Police seek foreign assistance on cases of deceitful emails and websites – TVM NEWS

Posted On August 30, 2021
Report: Liam Carter

The Police has requested foreign assistance following the wave of deceitful electronic sites and emails who use the Prime Minister’s and Leader of Opposition’s names to send them to various persons.

The Prime Minister even requested the Cybersecurity National Committee to use its knowledge and present proposals on how the fight against those who abuse with online content, can be strengthened.

TVM investigated these cases which, according to the Police, the origin of many of the deceitful sites are abroad.

The Information Technology Agency (MITA) said that a number of measures are being taken to block what is known as spoofing.

A statement issued by the Prime Minister’s Office said that Dr Abela himself was victim of a similar attempt on the 15th of this month, when emails were sent to journalists in his name.

It was pointed out that a report was immediately lodged with MITA, and expressed concern that in recent days there were attempts to publicly publish a number of articles aimed specifically to deceive the public.

Even the Opposition leader Bernard Grech said on a Facebook page that he was informed with fake emails in his name, which were circulating as part of this misinformation campaign in Malta.

Both the Prime Minister and the Opposition leader condemned these acts, which they said have no place in society.

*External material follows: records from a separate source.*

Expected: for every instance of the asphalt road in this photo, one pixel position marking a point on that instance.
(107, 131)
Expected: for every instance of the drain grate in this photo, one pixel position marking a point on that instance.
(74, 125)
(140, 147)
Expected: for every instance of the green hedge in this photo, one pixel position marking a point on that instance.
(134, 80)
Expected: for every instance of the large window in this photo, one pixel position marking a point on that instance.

Inspector Timothy Zammit, head of the Police Cybercrime Unit, told TVM that many of these deceitful website originate from abroad.

“Some two weeks ago, the Police were notified with electronic messages which were personificating some persons, originating from deceitful websites. With regards to both websites and messages there are ongoing investigations by the Police, on the basis that they were being used to harass someone and also we are considering other crimes”.

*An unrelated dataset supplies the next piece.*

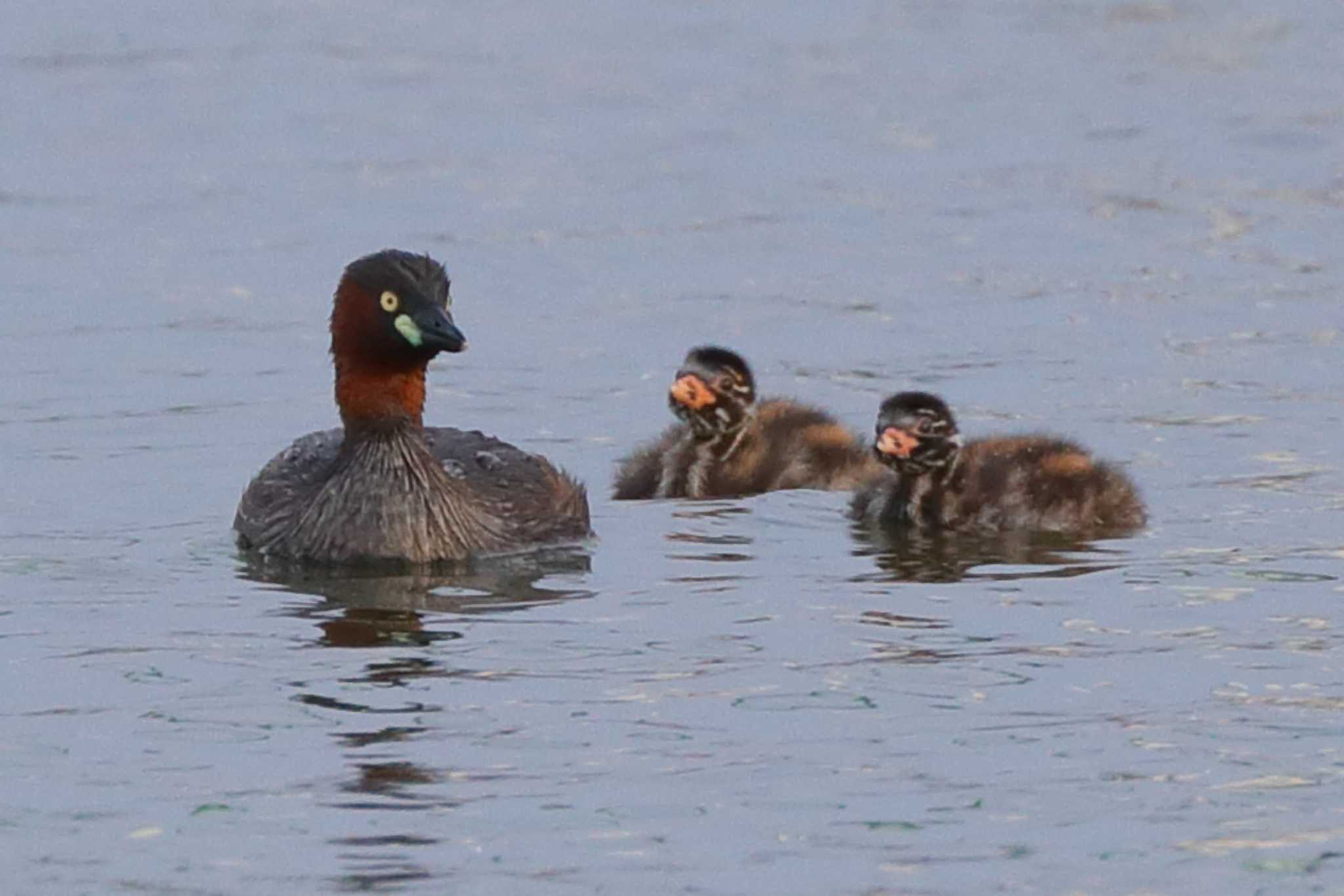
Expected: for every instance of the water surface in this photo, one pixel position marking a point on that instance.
(1113, 220)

Inspector Zammit said that the success of investigations depend on the collaboration for international companies who are sheltering these websites registered with them.

MITA’s security information head, Jonathan Cassar, told TVM that there are two forms of spoofing

“You either have an email spoof where someone is sending an email pretending to be another person or there are spoofing websites where someone creates a website with a similar address and content, but then the content is changed in a way to sending untruth messages”.

Mr Cassar said it is not the first time that MITA saw spoofing attacks with deceitful emails that gave the impression of being sent by Government officials and requesting money.

The MITA official said that there are a number of measures that companies can adopt to block similar emails.

In the coming days, MITA will meet with the Institute of Maltese Journalists to offer technical assistance to newsrooms affected by these attacks.